Since this is a refractor telescope, which uses lenses to form an image, you have to look through the tube from behind it. That can make it very tricky when you're looking at objects directly above you. In practice, that's not really an issue for this telescope because it's designed to get the best possible views of planets and the moon, which tend to be viewed when much closer to the horizon. That said, it's good to see an L-shaped image diagonal in the box, which allows the viewer to see the object in the eyepiece without having to kneel on the floor below the telescope.
On the front of the tube is a 4.5-inch/11cm dew shield that protects the lens from moisture, but also helps shield the optics from any ambient light – such as streetlight – that might affect its views.

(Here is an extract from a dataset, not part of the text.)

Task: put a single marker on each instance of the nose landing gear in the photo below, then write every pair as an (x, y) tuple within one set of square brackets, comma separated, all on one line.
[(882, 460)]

Telescopes come with all kinds of mounting designs, from equatorial mounts designs that track with the motion of our planet, to motorized telescope mounts that automatically slew to what you select on a smartphone app. The AstroMaster 70AZ does none of these things. Instead it has a rather basic, both solid tripod and a simple panhandle for positioning the telescope using left, right, up and down (alt-azimuth) before fixing the bearings to lock it in place.
Optical design: Refractor
Aperture: 2.76”/70 mm
Focal length: 35”/900 mm
Focal ratio: f/13
Eyepiece focal length: 0.8”/20 mm (45x) and 0.4”/10 mm (90x)

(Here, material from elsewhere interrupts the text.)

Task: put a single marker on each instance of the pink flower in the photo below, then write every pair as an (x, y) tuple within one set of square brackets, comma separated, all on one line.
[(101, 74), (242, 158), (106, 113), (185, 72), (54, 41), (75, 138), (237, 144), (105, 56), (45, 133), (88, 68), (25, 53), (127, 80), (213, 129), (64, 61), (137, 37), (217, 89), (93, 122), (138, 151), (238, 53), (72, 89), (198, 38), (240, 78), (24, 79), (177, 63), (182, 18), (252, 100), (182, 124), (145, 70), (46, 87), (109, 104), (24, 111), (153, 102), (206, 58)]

Total kit weight: 7.6 lbs/3.44 kg
Mount type: manual altazimuth
Celestron AstroMaster 70AZ: performance
With an aperture of just 2.7-inch/70 mm and a focal ratio of f/13 it gives underwhelming views of everything bar planets and the moon. However, it's got deeper problems than that. The tripod is reasonably sturdy and the construction feels a lot more solid than many budget setups, but in practice, there are still significant issues with overreach and droop. The fine controls help a little, but they’re fighting a losing battle. Consequently, the AstroMaster 70AZ is not particularly easy to aim in the first instance nor keep centered on an object as Earth rotates away. It desperately needs slow-motion hand controls to help get and keep targets in its field of view. What we did like about the AstroMaster 70AZ compared to other budget achromatic refracting telescopes was its skill at banishing so-called ‘false color’. While rivals show a purplish line around bright objects the AstroMaster 70AZ shows Jupiter and Saturn (its primary targets given its limited abilities) looking clean and natural. However, they lack sharpness and the image diagonal creates a touch of glare.
Celestron AstroMaster 70AZ: verdict
The AstroMaster 70AZ is designed to be used on planets and the moon. That explains its long length and it also helps the AstroMaster 70AZ show solar system objects without much glare of false color. However clean its images, they’re not particularly sharp and its lack of skill with the deep sky will disappoint some beginners. Add to that bearings that make it difficult to lock in place and we struggle to recommend the AstroMaster 70AZ.